Quant à moi je suis gai comme un pinson, en seulement une chanson Annihilator a l'air d'être au meilleur de sa forme et je suis vraiment content d'être aux abonnés présents. Mais ça dégénère très rapidement pour votre reporter qui a aussi chroniqué le dernier album du groupe plutôt moisi... Car nous avons le droit à trois putains de chansons de Suicide Society. D'affilée ! Mon dieu que ça tue l'ambiance en un rien de temps, surtout avec Snap et son refrain à la mords-moi-le-noeud. Bien sûr que je m'attendais à avoir des chansons du dernier album, mais j'aurais pensé qu'elles seraient un peu plus éparpillées que ça dans la setlist. Du coup je me fais chier pendant un bon gros quart d'heure, le temps de retrouver des morceaux plus convenables à me mettre sous la dent.
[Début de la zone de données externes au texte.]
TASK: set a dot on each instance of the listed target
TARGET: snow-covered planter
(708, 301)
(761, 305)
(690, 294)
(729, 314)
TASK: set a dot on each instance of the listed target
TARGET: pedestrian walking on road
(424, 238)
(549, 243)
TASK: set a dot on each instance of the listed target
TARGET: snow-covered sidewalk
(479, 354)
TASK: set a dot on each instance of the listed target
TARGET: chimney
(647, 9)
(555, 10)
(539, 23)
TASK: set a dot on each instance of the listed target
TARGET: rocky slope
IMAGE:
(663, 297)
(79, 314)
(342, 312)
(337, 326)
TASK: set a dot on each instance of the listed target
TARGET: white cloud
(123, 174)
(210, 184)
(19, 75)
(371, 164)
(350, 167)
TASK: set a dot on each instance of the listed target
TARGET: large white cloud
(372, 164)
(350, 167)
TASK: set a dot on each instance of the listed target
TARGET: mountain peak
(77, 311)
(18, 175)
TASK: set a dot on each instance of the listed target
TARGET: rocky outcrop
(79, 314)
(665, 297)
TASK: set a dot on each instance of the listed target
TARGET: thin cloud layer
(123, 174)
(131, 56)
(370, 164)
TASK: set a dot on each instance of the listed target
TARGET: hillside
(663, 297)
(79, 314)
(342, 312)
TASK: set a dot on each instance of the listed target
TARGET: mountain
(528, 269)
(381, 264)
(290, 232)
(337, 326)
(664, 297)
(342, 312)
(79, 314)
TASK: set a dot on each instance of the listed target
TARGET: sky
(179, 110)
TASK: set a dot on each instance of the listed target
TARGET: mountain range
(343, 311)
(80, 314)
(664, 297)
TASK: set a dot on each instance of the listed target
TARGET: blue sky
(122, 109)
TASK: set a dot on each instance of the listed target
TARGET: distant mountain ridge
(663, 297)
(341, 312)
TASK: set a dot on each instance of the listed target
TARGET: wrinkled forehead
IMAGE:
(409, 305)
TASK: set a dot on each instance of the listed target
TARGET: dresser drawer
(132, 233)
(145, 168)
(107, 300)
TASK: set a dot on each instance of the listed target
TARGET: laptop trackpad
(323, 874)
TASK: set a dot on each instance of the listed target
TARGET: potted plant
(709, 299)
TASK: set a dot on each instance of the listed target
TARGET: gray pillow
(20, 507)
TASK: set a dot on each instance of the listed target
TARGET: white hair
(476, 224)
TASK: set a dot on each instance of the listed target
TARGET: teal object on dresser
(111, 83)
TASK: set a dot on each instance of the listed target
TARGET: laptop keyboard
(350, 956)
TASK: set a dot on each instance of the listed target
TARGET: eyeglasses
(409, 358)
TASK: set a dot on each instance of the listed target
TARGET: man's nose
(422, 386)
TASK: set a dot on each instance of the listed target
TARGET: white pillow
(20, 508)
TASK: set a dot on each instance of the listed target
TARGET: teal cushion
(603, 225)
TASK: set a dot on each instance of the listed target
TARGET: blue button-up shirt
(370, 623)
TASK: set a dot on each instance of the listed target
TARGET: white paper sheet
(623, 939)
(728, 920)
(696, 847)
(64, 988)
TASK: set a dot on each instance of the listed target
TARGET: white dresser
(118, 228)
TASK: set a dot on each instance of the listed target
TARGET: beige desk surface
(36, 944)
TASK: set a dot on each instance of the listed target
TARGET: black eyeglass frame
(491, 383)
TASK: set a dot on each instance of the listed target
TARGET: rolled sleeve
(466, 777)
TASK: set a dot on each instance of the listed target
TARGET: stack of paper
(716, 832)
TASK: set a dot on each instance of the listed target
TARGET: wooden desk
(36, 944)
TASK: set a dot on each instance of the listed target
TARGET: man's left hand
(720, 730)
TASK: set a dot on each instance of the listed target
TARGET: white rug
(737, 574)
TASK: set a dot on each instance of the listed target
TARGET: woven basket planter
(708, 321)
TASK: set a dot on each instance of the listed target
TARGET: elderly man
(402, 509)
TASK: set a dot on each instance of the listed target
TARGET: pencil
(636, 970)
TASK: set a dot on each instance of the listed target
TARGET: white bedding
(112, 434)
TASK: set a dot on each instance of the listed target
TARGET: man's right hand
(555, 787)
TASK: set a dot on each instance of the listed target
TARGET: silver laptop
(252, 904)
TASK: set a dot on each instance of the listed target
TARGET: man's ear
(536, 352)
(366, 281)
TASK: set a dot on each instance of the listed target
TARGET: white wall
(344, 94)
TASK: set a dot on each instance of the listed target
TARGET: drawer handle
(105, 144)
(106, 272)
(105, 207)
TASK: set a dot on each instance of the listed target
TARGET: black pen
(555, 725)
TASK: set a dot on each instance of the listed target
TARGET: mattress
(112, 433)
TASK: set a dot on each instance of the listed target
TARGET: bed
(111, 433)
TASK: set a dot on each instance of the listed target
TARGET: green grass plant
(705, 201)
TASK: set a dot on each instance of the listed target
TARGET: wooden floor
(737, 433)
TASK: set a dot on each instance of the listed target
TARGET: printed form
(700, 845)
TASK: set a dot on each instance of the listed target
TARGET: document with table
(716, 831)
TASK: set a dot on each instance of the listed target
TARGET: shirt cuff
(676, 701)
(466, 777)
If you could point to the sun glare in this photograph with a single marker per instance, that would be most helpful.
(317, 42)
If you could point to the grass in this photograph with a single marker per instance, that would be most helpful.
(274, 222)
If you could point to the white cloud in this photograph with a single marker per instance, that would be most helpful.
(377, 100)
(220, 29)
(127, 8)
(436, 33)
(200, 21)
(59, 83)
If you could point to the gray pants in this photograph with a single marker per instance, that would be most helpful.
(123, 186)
Bon je gueule mais le groupe aura torché les nouvelles tracks dès le départ ce qui permet ensuite de s'attaquer à l'essentiel (je me demande d'ailleurs si enchaîner trois titres dès le début n'est pas en quelque sorte un « déni d'accouchement » quant au dernier album, who nose ?). C'est donc sur la triplette bien tape-gueule No Way Out, Set The World On Fire et W.T.Y.D. que ça redevient intéressant, suivi de près par un Never, Neverland bien maîtrisé vocalement par Waters. D'ailleurs je dois dire que la voix de Waters ne m'a pas plus affolé que ça sur toute la durée du set bizarrement, ni même l'absence de Padden qui restait assez discret de toute façon en live. Tant mieux tu me diras.

Ça repart donc de plus belle avec un public plus motivé que jamais et ça se chamaille à nouveau dans le pit. Et même s'ils sont loin de faire partie de mes albums préférés, wallah que Tricks And Traps et Refresh The Demon claquent avec un son qui aura été plutôt fort tout le long de la soirée mais ultra-propre.

Après du côté de la scène ça reste plutôt correct dans l'ensemble. Jeff Waters et ses trois gamins, euh, ses trois musiciens de session donnent carrément l'impression d'être chez eux et se montrent hyper chaleureux même avec les gens sur le balcon pour dire. Mais en même temps Waters a la manie de se casser de la scène une fois chaque morceau terminé, un peu comme Abbath au Fall Of Summer, ce qui est un peu chiant à la longue. Mais bon tout ça est vite pardonné lorsque les premières notes de Chicken And Corn retentissent rafraîchissant du même coup l'ambiance avec son côté bon enfant à la Long Haired Asshole (Nuclear Assault).

Mais il ne fallait évidemment pas compter sur Annihilator pour finir le show sur une note aussi badine et triviale. On embraye donc dans la dernière partie du set sur un pot-pourri de Never, Neverland qui fait bien plaiz' avec Kraf Dinner et Reduced To Ash,complété juste après par le démentiel Phantasmagoria et ses riffs d'anthologie. Comme d'hab' l'intemporel Alison Hell termine le set et même si on l'a tous écouté un bon millier de fois, les premières notes à la basse ont raison de chacun d'entre nous.

Par contre pas de rappel prévu pour ce soir, le combo devant apparemment rusher pour se rendre à Bilbao le lendemain. Dommage je me serais bien tapé un petit Wicked Mystic ou un petit Human Insecticide en plus du gros menu best of auquel on aura eu le droit ce soir. Malgré un début un peu frustrant, c'est donc plutôt convaincu que je repars du Divan du Monde alors que je ne m'attendais pas forcément à me réconcilier avec les Canadiens. Plutôt cool donc.